Exploring Data in QIIME
This is a second tutorial on QIIME primarily intended for students who have already completed the overview tutorial and feel comfortable (and hopefully excited!) to do some of their own analysis. The idea here is for you to have a chance to try out as many QIIME features as you wish with a full-sized data set.
Goals
Work independently with QIIME to explore a data set
Find new QIIME functions you haven't used before and figure out how to use them effectively based on the documentation
Solve problems that arise along the way in a sequencing analysis
Find significant relationships in sequencing data
The Data Set
Here is a new data set for you to download. It came from this paper on microbial communities in nine anaerobic digesters treating brewery waste water. For each of the nine digesters, there is a one-year time series. In the mapping file you will find some accompanying data on environmental conditions as well as digester performance that you may find useful.
I've already done the initial drudgery of processing the sequences. The following workflow steps are done:
Trimmed barcodes
Denoised
Picked OTUs (97% ID)
Assigned taxonomy (old version of the taxonomy that eventually became Greengenes taxonomy)
Built OTU table
Removed chimeras from the OTU table (described in the paper)
Aligned to the GG core
Filtered alignment & applied Lane mask
Built a phylogenetic tree (FastTree)
Basically, it's the equivalent of up-to-and-including the pick_otus_through_otu_table.py workflow script.
Update: To be compatible with the latest QIIME file formats, I added a biom format OTU table. I also left the old text format OTU table in there to make it easier to open it up in a spreadsheet.
Your Challenge
Find three interesting trends in these data! There are lots of places to look, and I'm not going to be judgemental about what you think is interesting. We reported a couple things in that paper, but there are TONS of other random interesting things hiding in those data.
Some Ideas to Get Started With
There are lots of possible things to look into. Are there any aspects of the community related to the conditions or performance of the reactors? How would you characterize the dynamics of the communities over time? How are different communities structured differently?
Definitely do some beta diversity analysis
Alpha diversity may be interesting too
Are any OTUs correlated with any of the data in the mapping file? You can test this with otu_category_significance.py! Be sure to note the difference between correlation and longitudinal_correlation; those are different tests!
Maybe try filtering the OTU table, then pruning the tree using the filtered table (as the -t option), and then importing the resultant smaller tree and smaller OTU table (and mapping file data) into Topiary Explorer (trimming things down to just the major OTUs will be helpful in making a tree that can be visualized)
Are you going to look at all the samples, or might you find more interesting time-series trends looking at just one digester at a time?
The script categorized_dist_scatterplot.py is new, and I haven't even tried it yet. Sounds like it might be useful! Likewise, make_distance_histogram.py sounds interesting.

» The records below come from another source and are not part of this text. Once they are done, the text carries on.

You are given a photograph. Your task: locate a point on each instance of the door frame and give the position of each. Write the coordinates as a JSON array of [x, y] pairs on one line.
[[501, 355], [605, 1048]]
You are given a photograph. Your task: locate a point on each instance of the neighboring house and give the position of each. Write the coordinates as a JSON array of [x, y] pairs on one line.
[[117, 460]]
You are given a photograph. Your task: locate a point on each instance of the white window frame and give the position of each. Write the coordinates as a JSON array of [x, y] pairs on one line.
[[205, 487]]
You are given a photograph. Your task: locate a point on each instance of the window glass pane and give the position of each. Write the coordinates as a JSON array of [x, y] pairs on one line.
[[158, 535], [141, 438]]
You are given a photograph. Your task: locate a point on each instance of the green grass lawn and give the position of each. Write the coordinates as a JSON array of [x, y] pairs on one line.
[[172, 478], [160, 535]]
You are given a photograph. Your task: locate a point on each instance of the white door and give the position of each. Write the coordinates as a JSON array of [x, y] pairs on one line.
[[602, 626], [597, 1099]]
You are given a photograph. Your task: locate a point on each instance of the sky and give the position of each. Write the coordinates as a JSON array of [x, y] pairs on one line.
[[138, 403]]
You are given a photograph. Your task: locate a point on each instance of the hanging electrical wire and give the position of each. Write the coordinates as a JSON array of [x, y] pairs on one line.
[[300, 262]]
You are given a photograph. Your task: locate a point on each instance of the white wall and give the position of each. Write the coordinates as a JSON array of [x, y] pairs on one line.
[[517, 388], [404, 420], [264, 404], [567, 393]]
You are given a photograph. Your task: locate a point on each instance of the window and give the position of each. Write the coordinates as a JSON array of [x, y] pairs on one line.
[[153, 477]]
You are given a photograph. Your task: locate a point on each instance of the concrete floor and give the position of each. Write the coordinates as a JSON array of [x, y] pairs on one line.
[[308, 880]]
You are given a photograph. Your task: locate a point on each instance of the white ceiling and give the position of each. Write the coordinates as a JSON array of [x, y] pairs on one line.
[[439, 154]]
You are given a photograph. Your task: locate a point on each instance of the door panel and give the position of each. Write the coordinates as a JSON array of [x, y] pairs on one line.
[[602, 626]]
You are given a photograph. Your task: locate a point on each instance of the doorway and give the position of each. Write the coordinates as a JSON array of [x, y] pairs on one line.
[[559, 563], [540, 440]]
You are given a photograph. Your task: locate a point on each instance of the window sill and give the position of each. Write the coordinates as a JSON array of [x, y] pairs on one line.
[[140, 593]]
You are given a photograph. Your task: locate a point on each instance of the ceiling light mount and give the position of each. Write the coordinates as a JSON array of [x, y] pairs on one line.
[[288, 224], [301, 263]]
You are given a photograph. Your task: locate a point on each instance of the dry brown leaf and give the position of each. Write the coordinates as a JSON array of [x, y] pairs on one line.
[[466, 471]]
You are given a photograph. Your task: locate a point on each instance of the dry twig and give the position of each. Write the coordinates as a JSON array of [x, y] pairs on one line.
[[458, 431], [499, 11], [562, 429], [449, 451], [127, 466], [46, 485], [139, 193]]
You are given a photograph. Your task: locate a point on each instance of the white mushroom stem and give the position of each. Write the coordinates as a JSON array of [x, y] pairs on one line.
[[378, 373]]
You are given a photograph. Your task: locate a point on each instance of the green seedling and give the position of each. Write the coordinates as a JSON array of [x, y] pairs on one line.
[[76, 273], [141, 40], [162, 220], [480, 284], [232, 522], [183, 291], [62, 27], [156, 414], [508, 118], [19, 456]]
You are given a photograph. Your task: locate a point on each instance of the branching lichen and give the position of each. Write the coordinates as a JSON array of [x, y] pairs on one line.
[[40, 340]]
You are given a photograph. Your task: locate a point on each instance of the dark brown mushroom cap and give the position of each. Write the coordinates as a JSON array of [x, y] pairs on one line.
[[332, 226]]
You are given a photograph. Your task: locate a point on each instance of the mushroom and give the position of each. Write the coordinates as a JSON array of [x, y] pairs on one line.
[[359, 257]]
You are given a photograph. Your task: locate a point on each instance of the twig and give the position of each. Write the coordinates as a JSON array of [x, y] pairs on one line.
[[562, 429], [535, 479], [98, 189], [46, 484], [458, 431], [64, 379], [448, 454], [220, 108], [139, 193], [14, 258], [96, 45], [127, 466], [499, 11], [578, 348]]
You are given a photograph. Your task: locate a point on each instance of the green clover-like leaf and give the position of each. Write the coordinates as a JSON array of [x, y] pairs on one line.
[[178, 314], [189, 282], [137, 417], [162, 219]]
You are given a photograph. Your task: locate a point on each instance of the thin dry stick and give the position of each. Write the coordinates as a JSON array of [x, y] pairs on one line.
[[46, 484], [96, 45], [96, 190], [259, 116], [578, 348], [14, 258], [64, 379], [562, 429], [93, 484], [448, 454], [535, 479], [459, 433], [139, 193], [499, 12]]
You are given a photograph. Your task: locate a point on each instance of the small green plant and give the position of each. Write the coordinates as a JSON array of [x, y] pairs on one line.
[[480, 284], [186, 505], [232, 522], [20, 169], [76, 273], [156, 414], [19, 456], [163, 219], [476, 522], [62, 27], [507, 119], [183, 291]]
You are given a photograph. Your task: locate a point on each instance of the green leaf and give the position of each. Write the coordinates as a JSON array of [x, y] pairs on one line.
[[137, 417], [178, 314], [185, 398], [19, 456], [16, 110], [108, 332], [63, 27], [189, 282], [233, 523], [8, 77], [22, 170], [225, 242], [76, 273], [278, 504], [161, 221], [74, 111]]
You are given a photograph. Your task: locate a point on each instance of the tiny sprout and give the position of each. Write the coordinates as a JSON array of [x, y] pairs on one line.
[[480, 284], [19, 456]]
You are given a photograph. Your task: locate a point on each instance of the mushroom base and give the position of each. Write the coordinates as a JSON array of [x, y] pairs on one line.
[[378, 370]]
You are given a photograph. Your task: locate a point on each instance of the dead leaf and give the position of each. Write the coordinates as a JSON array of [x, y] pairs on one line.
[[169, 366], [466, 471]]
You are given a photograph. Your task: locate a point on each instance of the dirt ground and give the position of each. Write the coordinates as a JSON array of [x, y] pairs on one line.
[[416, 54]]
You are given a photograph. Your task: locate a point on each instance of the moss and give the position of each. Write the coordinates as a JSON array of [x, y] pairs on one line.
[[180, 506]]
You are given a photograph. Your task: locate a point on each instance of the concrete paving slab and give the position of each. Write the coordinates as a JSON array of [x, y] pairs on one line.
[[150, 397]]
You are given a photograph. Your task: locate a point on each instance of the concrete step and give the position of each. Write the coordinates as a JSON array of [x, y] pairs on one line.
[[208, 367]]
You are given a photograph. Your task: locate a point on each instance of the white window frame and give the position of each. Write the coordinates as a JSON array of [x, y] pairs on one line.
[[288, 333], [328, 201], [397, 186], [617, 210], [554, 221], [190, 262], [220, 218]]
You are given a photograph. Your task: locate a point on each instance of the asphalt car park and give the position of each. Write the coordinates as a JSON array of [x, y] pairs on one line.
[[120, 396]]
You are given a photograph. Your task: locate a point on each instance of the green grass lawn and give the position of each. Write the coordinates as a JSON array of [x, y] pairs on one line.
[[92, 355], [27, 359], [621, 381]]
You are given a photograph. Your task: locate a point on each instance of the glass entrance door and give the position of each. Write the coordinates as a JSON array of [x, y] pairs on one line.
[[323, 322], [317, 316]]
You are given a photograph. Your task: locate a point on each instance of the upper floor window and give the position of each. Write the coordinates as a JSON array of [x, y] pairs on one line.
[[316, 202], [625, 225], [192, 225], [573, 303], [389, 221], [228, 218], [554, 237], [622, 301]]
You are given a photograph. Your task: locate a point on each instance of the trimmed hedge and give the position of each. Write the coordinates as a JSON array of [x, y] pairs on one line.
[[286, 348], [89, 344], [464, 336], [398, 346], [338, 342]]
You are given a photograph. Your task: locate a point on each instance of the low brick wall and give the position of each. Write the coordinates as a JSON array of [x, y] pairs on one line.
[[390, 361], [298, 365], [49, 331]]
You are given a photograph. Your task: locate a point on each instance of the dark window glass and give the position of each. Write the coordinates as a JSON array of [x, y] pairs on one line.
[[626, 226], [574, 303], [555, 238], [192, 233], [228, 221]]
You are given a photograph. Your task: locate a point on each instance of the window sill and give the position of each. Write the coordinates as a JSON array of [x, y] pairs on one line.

The new compute_core_microbiome.py script may be interesting to play with, especially if you use the --valid_states option to look at one reactor at a time.
Spreadsheets are your friend
If you have lots of time, and you're interested in finding new graphical/interactive software, check out ggobi or Orange -- they help a lot with visualizing complex data sets
Enjoy! In the spirit of inquiry-based learning, I haven't tried half of those suggestions up there. Anyway, I'm sure most of the stuff you end up doing will be new and interesting. Discover!